Strong-Hire bar for this file

  • Structures observability into three layers (metrics, traces, logs) and maps each to a stakeholder
  • Names the specific metrics that matter — not a generic list — with alert thresholds and rationale
  • Designs a trace schema for agentic workflows with all required fields
  • Specifies audit log fields and explicitly calls out what NOT to log (prompt text, PII)
  • Integrates with the specific BFSI stack (CloudWatch, Datadog, Splunk) with concrete plumbing

The interview-room answer (60 sec)

"Observability for Claude has three layers. Metrics tell you if the system is healthy right now — key ones are TTFT p50/p99, cache hit rate, error rate, refusal rate, and cost per use case.
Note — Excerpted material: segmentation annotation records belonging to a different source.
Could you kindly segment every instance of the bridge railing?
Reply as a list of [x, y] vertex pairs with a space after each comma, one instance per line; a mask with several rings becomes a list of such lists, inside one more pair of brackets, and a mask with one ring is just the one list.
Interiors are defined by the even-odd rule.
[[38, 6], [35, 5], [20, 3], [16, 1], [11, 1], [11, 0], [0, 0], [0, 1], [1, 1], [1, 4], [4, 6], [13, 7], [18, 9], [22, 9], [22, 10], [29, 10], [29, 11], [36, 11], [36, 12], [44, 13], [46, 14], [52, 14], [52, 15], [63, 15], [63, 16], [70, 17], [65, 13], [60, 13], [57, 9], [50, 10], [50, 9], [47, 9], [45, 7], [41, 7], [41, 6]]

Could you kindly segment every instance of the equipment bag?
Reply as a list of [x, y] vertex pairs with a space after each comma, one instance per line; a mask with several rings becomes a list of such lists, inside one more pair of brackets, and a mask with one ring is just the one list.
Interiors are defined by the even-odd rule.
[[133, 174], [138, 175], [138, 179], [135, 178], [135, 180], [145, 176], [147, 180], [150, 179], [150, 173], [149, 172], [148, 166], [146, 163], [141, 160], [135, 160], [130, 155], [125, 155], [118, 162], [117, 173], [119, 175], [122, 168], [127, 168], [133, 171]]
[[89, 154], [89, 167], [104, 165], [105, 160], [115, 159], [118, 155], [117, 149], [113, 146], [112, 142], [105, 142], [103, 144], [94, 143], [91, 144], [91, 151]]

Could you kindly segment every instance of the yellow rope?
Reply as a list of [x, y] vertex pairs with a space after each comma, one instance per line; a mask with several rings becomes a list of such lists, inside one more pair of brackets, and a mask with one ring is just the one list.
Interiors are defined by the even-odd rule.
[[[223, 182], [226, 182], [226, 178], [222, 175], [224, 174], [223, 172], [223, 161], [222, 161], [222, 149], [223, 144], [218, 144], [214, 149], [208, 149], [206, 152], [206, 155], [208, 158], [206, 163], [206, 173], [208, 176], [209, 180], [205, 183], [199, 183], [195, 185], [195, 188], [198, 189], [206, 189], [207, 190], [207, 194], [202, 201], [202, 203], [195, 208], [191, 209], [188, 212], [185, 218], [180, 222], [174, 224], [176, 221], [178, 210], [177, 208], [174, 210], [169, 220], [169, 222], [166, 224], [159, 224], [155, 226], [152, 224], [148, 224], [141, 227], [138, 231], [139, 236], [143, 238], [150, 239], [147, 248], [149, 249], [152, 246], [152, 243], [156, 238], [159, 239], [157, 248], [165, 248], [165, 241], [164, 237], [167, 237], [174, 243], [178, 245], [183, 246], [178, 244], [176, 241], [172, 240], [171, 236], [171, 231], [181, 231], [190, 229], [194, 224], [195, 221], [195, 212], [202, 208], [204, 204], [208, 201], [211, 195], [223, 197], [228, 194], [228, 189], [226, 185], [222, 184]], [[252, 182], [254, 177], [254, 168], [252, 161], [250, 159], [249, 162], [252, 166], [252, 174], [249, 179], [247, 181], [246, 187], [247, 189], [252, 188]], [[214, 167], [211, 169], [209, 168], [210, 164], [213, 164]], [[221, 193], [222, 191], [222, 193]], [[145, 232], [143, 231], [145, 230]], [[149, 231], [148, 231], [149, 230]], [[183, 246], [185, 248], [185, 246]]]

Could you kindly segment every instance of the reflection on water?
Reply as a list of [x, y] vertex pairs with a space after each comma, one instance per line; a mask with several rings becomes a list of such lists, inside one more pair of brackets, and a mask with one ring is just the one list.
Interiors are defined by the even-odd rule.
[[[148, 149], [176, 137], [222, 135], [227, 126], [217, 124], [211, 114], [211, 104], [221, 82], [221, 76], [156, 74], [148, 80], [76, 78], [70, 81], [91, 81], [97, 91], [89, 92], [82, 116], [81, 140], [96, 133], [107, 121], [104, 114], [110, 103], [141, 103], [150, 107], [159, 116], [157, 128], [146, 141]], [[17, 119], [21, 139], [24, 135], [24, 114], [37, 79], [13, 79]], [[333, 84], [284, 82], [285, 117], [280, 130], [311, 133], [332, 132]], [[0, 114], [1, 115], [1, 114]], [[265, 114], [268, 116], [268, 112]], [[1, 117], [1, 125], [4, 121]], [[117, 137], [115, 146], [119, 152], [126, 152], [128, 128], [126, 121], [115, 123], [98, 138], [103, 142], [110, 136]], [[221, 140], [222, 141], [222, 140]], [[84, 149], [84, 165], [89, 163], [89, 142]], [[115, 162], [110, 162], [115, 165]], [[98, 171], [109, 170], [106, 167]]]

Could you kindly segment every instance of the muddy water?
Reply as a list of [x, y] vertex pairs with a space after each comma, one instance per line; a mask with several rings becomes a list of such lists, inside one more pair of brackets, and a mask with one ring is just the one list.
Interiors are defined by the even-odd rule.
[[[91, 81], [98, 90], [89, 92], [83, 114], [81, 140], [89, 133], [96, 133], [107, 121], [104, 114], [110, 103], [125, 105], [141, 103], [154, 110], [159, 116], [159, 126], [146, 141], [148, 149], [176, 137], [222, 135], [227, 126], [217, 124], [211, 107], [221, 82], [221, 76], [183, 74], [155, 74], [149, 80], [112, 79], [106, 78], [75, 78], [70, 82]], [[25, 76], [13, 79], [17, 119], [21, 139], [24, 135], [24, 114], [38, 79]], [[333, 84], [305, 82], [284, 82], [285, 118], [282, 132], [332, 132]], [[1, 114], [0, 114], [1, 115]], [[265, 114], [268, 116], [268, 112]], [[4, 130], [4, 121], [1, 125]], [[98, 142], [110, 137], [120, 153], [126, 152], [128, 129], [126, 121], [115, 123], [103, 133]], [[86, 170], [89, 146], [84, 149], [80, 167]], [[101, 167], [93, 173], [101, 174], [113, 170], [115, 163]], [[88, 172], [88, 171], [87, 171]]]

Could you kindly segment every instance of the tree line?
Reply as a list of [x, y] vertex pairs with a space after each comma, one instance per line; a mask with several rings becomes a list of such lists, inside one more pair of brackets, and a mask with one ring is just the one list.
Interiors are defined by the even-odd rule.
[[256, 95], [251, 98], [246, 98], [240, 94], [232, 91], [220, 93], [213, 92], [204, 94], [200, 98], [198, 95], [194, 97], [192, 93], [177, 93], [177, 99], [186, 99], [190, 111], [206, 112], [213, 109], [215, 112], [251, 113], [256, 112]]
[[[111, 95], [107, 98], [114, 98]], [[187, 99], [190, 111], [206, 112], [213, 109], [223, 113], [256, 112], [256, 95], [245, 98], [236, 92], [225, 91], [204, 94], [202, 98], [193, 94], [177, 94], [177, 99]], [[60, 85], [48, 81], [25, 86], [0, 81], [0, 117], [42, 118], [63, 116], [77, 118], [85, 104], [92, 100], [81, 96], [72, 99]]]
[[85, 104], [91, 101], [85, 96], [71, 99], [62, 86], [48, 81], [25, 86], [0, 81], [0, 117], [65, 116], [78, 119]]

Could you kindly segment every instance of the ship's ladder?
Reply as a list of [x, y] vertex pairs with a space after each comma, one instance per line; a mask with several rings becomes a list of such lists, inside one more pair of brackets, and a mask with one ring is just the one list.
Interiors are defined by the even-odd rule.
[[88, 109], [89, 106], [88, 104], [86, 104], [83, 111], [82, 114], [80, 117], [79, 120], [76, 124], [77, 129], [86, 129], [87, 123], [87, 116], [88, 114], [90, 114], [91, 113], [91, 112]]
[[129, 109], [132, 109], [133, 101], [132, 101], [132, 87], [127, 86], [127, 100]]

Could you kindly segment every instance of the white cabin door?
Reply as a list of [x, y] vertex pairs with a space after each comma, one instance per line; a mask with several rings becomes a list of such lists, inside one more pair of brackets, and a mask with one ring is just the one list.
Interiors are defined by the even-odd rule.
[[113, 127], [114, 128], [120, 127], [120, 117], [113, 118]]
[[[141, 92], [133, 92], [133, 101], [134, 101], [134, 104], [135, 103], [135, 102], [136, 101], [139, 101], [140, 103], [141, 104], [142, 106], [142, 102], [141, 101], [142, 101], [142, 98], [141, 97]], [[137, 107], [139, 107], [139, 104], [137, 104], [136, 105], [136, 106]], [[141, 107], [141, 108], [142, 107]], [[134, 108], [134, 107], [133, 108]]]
Traces tell you why a specific request behaved the way it did — for agentic workflows, every tool call gets its own span. Logs satisfy the CISO and regulator — structured, immutable, 7-year retention per RBI requirements. The metric I'd alert on first that most teams miss: refusal rate. A spike in refusals is either a prompt engineering bug or a security signal — you can't tell which without the metric, and both need a different response. For this customer's stack, metrics route to CloudWatch plus Datadog, traces via X-Ray, audit logs to Splunk via HTTP Event Collector. The one thing I'd be explicit about: do not log prompt text or PII in the audit log — log token counts and metadata. The actual content goes to a separate encrypted store with a tighter access policy."